One example nowadays that you hear a lot is that many people are eliminating gluten from their diet. This can be beneficial in the short term, as the biggest source of gluten in our diet are processed foods, but in the long term you will lose your ability to digest the grains wheat, rye, and barley properly. These grains when eaten in their whole form are consistently being associated with lots of health benefits. It’s like throwing the baby out with the bathwater.

The one exception on this people with celiac disease. People with celiac disease cannot tolerate gluten in their diet.
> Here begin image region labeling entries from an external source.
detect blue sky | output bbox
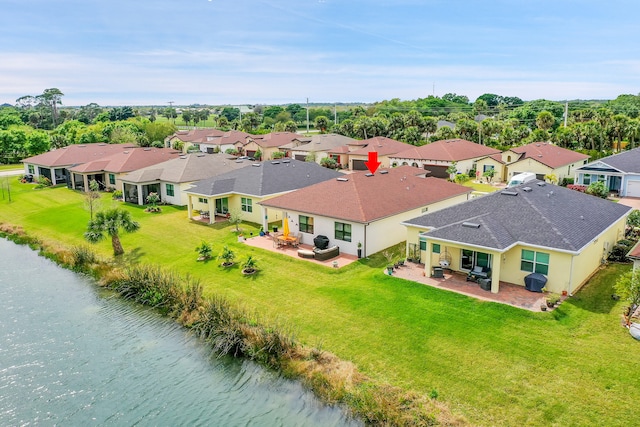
[0,0,640,106]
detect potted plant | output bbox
[242,255,258,275]
[218,245,236,267]
[547,292,560,308]
[196,240,212,261]
[144,193,162,212]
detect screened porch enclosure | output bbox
[460,249,491,271]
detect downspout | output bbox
[567,255,576,296]
[362,223,369,258]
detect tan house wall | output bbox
[389,156,477,174]
[476,157,505,182]
[418,217,626,294]
[268,194,467,255]
[348,154,391,169]
[503,154,585,181]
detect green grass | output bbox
[0,163,24,171]
[0,184,640,426]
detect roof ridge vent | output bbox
[462,221,480,228]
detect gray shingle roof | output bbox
[189,159,343,196]
[406,181,631,252]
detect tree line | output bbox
[0,88,640,163]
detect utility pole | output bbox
[307,98,309,133]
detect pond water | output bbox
[0,239,361,426]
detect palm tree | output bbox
[84,208,140,256]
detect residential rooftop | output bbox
[510,142,589,169]
[122,153,252,183]
[188,159,344,196]
[391,139,500,162]
[405,180,631,253]
[22,143,137,167]
[260,166,471,223]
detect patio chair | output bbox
[271,233,282,248]
[467,265,491,282]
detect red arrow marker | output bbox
[364,151,382,173]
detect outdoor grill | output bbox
[313,235,329,249]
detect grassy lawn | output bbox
[0,163,24,171]
[0,183,640,426]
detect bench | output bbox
[313,246,340,261]
[298,249,315,258]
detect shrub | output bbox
[218,245,236,266]
[196,240,213,261]
[609,239,635,262]
[71,246,98,271]
[585,181,609,199]
[567,184,587,193]
[320,157,338,169]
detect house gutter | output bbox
[567,255,576,296]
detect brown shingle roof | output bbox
[350,136,411,156]
[260,166,471,223]
[169,129,224,144]
[392,139,500,162]
[511,142,589,169]
[22,143,136,167]
[69,147,181,173]
[253,132,311,148]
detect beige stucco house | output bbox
[404,180,631,294]
[389,139,500,178]
[68,147,182,191]
[242,132,311,160]
[119,153,252,206]
[185,159,342,226]
[502,142,589,182]
[22,143,137,186]
[348,136,411,170]
[260,166,471,256]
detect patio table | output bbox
[278,236,297,245]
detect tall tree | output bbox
[84,208,140,256]
[37,87,64,128]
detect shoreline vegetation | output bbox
[0,179,640,427]
[0,223,460,426]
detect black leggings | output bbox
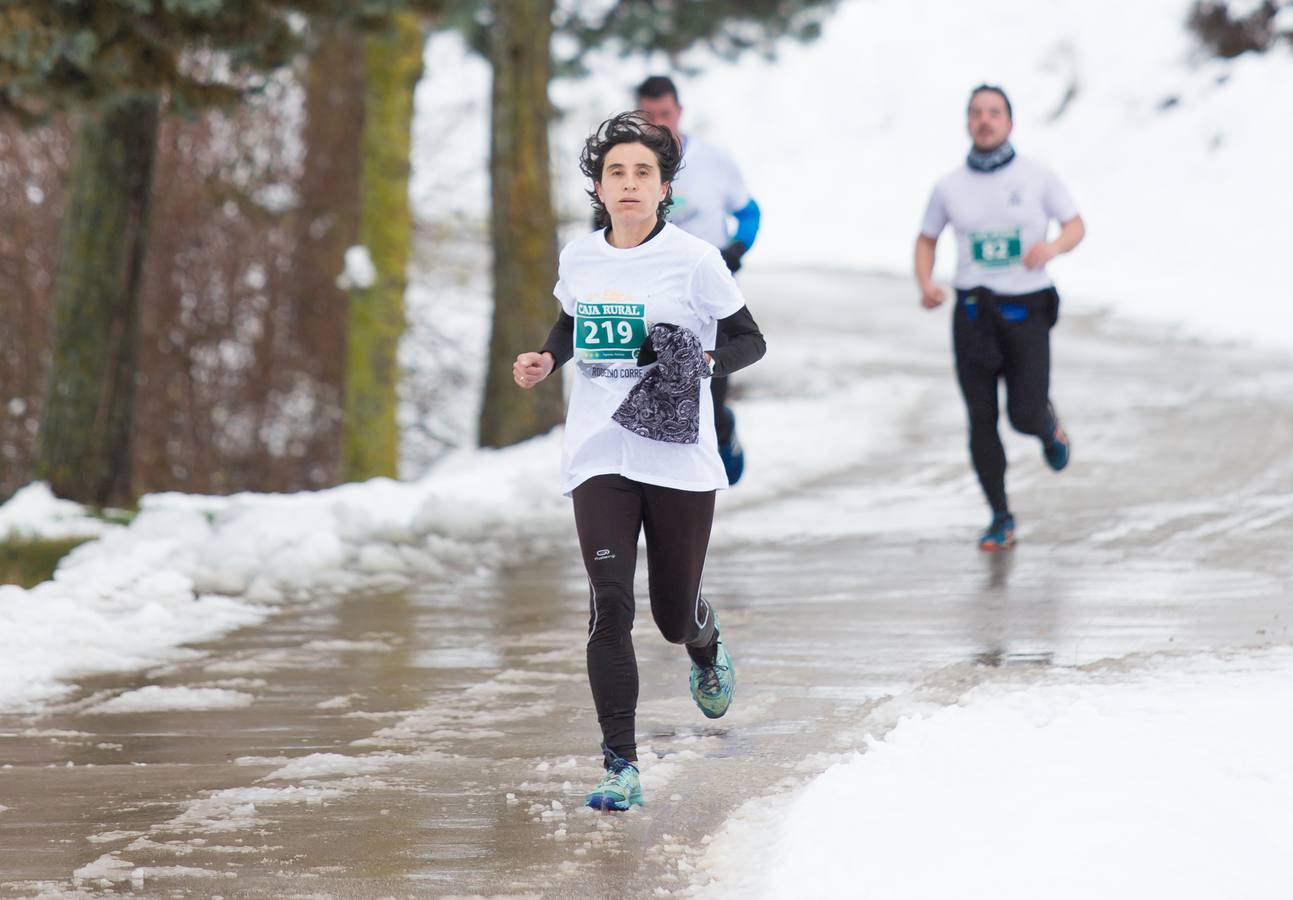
[710,378,736,445]
[573,475,714,760]
[952,288,1059,513]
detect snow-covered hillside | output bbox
[416,0,1293,347]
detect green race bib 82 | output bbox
[968,228,1024,269]
[574,303,647,361]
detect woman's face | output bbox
[596,144,668,228]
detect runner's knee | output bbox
[588,582,634,641]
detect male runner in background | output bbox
[915,84,1086,551]
[637,75,759,485]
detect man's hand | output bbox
[921,282,948,309]
[719,241,749,275]
[512,353,553,391]
[1024,241,1059,269]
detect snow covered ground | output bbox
[696,648,1293,900]
[0,278,917,710]
[0,0,1293,897]
[415,0,1293,347]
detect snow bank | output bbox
[415,0,1293,347]
[702,649,1293,900]
[0,309,915,713]
[0,481,119,541]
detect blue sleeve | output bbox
[732,197,759,250]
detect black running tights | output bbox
[952,291,1059,513]
[573,475,714,760]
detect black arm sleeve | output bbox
[710,306,768,378]
[539,310,574,371]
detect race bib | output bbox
[574,303,647,361]
[968,228,1024,269]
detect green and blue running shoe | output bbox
[979,512,1015,552]
[719,406,745,488]
[584,744,643,812]
[1042,406,1072,472]
[692,618,736,719]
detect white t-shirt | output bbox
[552,225,745,494]
[668,134,750,248]
[921,156,1077,294]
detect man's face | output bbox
[968,91,1015,151]
[637,94,683,142]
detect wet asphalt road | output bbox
[0,272,1293,897]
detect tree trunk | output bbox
[345,12,423,481]
[480,0,562,447]
[39,98,159,506]
[292,17,365,486]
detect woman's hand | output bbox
[512,353,553,391]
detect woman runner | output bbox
[512,113,764,811]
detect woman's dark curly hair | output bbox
[579,113,683,228]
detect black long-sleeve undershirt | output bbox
[540,306,768,378]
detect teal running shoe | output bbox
[1042,406,1072,472]
[584,744,643,812]
[692,618,736,719]
[979,512,1015,553]
[719,406,745,488]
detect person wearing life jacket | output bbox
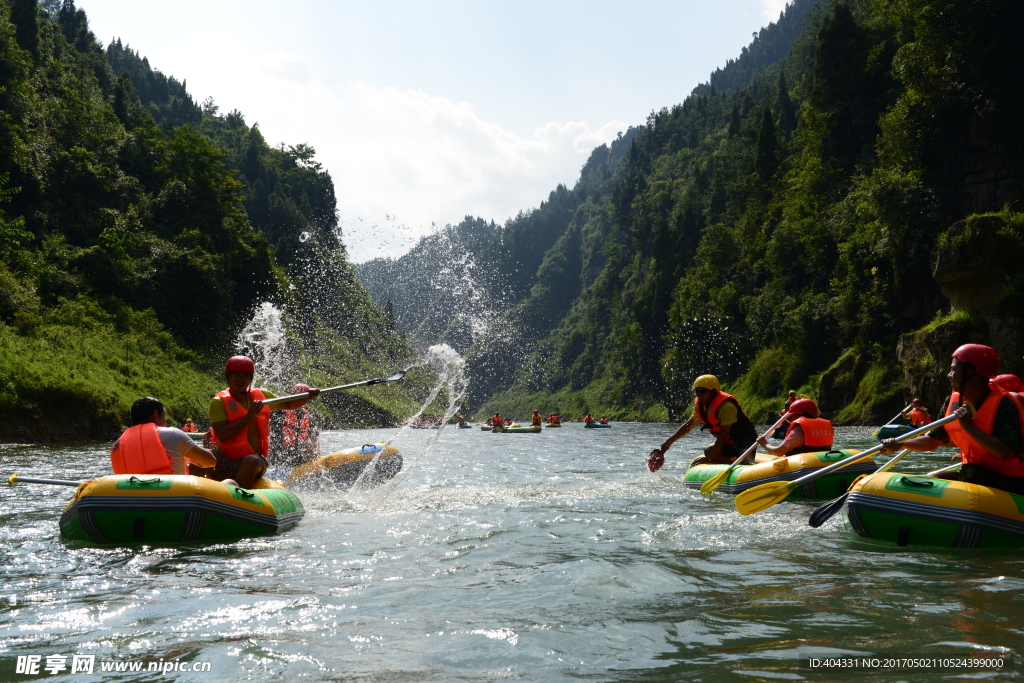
[267,384,319,468]
[210,355,319,488]
[882,344,1024,495]
[111,396,216,474]
[758,398,835,458]
[647,375,758,472]
[903,398,932,427]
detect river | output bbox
[0,423,1024,681]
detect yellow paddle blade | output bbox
[736,481,797,515]
[700,467,732,494]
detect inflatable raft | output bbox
[264,442,402,489]
[683,450,878,501]
[60,474,305,545]
[843,472,1024,548]
[496,425,541,434]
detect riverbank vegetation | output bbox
[0,0,428,440]
[360,0,1024,423]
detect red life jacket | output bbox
[910,408,931,427]
[281,408,313,449]
[697,391,753,445]
[785,418,835,456]
[111,422,174,474]
[210,389,270,460]
[945,384,1024,477]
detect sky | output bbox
[77,0,785,262]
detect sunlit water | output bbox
[0,424,1024,681]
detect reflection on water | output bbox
[0,424,1024,681]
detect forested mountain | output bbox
[0,0,425,440]
[358,0,1024,422]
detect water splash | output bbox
[234,301,299,392]
[349,344,468,507]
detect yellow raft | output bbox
[60,474,305,545]
[843,472,1024,548]
[683,450,878,501]
[280,442,402,488]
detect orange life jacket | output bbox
[910,408,931,427]
[945,384,1024,477]
[210,389,270,460]
[697,390,757,445]
[785,418,836,456]
[111,422,174,474]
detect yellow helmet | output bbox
[693,375,722,391]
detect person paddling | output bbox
[111,396,216,474]
[210,355,319,488]
[882,344,1024,495]
[648,375,758,472]
[758,398,835,458]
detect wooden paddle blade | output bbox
[647,449,665,472]
[807,492,850,528]
[736,481,797,515]
[700,467,732,494]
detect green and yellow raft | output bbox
[843,472,1024,548]
[683,450,878,501]
[60,474,305,545]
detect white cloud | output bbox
[761,0,790,25]
[248,76,627,261]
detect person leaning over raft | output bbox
[647,375,758,472]
[210,355,319,488]
[111,396,216,474]
[758,398,835,458]
[882,344,1024,495]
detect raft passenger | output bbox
[210,355,319,488]
[758,398,835,458]
[111,396,216,474]
[882,344,1024,495]
[647,375,758,472]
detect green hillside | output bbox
[0,0,430,440]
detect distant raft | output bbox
[495,425,541,434]
[274,442,402,489]
[843,472,1024,549]
[683,450,878,501]
[60,474,305,545]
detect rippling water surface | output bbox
[0,424,1024,681]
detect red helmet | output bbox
[788,398,818,417]
[952,344,999,377]
[991,375,1024,393]
[224,355,256,375]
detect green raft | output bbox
[60,474,305,545]
[683,450,878,501]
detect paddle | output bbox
[7,472,86,486]
[735,414,956,515]
[807,449,910,528]
[700,413,788,494]
[263,371,406,405]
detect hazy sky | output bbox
[78,0,785,262]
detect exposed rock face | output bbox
[896,216,1024,415]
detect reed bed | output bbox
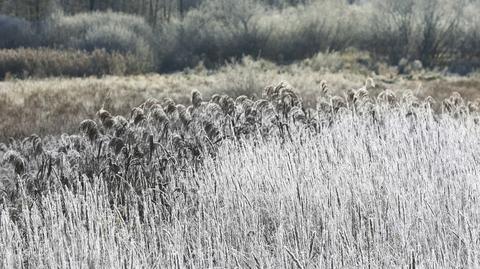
[0,82,480,268]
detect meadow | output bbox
[0,0,480,269]
[0,77,480,268]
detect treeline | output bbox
[0,0,314,27]
[0,0,480,77]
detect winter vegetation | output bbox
[0,0,480,75]
[0,0,480,269]
[0,82,480,268]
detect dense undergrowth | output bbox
[0,82,480,268]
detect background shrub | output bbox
[0,15,36,49]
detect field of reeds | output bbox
[0,76,480,268]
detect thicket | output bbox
[0,0,480,74]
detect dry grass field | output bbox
[0,77,480,268]
[0,54,480,141]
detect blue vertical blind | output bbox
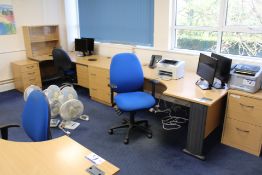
[78,0,154,46]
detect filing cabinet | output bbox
[11,60,42,92]
[88,66,111,105]
[222,90,262,156]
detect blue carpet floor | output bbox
[0,89,262,175]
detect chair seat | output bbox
[114,92,155,111]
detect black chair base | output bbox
[108,112,152,144]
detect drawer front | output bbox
[22,70,40,79]
[76,64,89,88]
[21,63,39,72]
[76,64,88,77]
[228,94,262,126]
[223,118,262,154]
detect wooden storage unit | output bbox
[88,66,111,105]
[222,90,262,156]
[11,60,42,92]
[23,25,60,61]
[76,64,89,88]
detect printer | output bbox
[228,64,262,93]
[157,59,185,79]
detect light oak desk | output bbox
[27,52,227,159]
[71,54,227,159]
[0,136,119,175]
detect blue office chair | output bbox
[22,90,52,142]
[108,53,155,144]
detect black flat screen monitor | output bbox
[196,53,217,89]
[75,38,83,52]
[75,38,86,56]
[211,53,232,89]
[81,38,95,55]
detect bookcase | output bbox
[23,25,60,61]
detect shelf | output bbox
[23,25,60,61]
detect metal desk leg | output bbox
[183,103,208,160]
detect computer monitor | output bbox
[81,37,95,55]
[75,38,85,56]
[211,53,232,89]
[196,53,217,90]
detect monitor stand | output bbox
[213,81,226,89]
[76,52,86,57]
[196,78,212,90]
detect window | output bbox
[172,0,262,58]
[78,0,154,46]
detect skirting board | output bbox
[0,79,15,92]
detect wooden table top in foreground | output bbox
[0,136,119,175]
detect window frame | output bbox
[170,0,262,60]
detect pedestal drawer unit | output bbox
[222,90,262,156]
[76,64,89,88]
[11,60,42,92]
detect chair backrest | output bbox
[52,48,73,71]
[110,53,144,93]
[22,90,51,142]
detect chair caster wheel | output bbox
[108,129,113,135]
[147,134,152,139]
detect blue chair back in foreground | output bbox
[110,53,144,93]
[22,90,51,142]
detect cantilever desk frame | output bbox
[30,53,227,159]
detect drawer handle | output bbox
[239,103,254,109]
[236,128,250,133]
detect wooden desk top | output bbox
[32,52,227,106]
[143,66,227,106]
[0,136,119,175]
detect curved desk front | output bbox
[143,66,227,159]
[0,136,119,175]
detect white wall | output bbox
[0,0,67,91]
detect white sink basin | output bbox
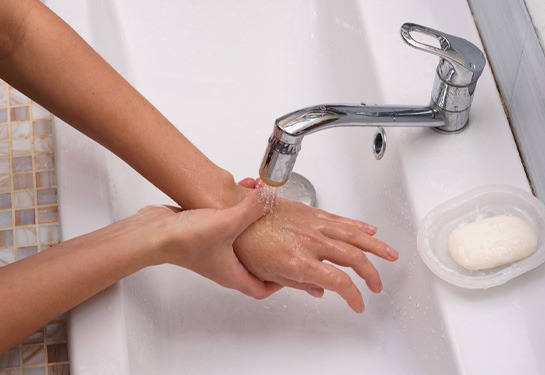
[46,0,545,375]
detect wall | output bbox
[468,0,545,201]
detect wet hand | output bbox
[137,190,280,299]
[235,188,399,312]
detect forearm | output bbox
[0,223,156,353]
[0,0,242,212]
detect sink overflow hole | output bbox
[373,128,386,160]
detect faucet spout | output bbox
[259,104,445,186]
[259,23,486,186]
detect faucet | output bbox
[259,23,486,186]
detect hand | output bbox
[235,184,399,312]
[141,190,281,299]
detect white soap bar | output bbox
[448,216,537,270]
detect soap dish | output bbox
[417,185,545,289]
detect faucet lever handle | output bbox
[400,23,486,86]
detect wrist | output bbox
[209,170,248,209]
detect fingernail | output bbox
[359,302,365,314]
[365,224,378,233]
[386,247,399,260]
[307,286,322,298]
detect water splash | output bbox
[259,184,276,215]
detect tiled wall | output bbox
[0,80,70,375]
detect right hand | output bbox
[234,180,399,312]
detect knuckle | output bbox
[331,270,353,290]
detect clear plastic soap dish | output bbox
[417,185,545,289]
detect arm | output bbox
[0,0,240,208]
[0,191,277,353]
[0,0,398,312]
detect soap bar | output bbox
[448,216,537,270]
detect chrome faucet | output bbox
[259,23,486,186]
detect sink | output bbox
[46,0,545,375]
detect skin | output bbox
[0,0,399,351]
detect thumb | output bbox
[224,189,276,237]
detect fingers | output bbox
[314,239,382,293]
[298,261,365,313]
[321,223,399,261]
[314,210,378,236]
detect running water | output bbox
[259,184,276,215]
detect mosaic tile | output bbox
[0,88,8,107]
[11,122,30,138]
[9,105,30,122]
[36,171,57,187]
[0,141,9,157]
[0,176,11,192]
[34,153,55,170]
[47,344,68,363]
[12,156,32,172]
[21,345,45,366]
[0,193,11,210]
[0,158,10,174]
[0,108,8,123]
[14,191,34,208]
[0,210,13,228]
[0,348,21,368]
[23,366,45,375]
[0,229,13,247]
[0,80,66,375]
[34,120,53,136]
[11,138,32,155]
[47,363,70,375]
[34,136,53,153]
[40,225,59,242]
[15,208,36,226]
[0,124,9,139]
[13,173,34,190]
When gluten is present in their small intestine the immune system attacks the intestine. Celiac disease is genetically motivated disease, which means that you must carry the gene for celiac to get the disease. It is estimated that about a third of Western people carry the gene but only 1% of them manifests the disease. People with celiac should not consume any gluten as continued exposure can lead to small intestine lymphoma, a universally fatal disease. There are 3 criteria to develop celiac disease, presence of the gene, exposure to gluten and an alteration or damage to the gut microbiota. In the last 50 years we saw a 500% increase in celiac disease which is not due to a shift in genetics but most likely due to an increase in people with a damaged gut wall.

The key to healthy microbiota is the diversity of plants that you have in your diet, but this diversity can look different for each person as everyone has a unique microbiota with their own strengths and weaknesses.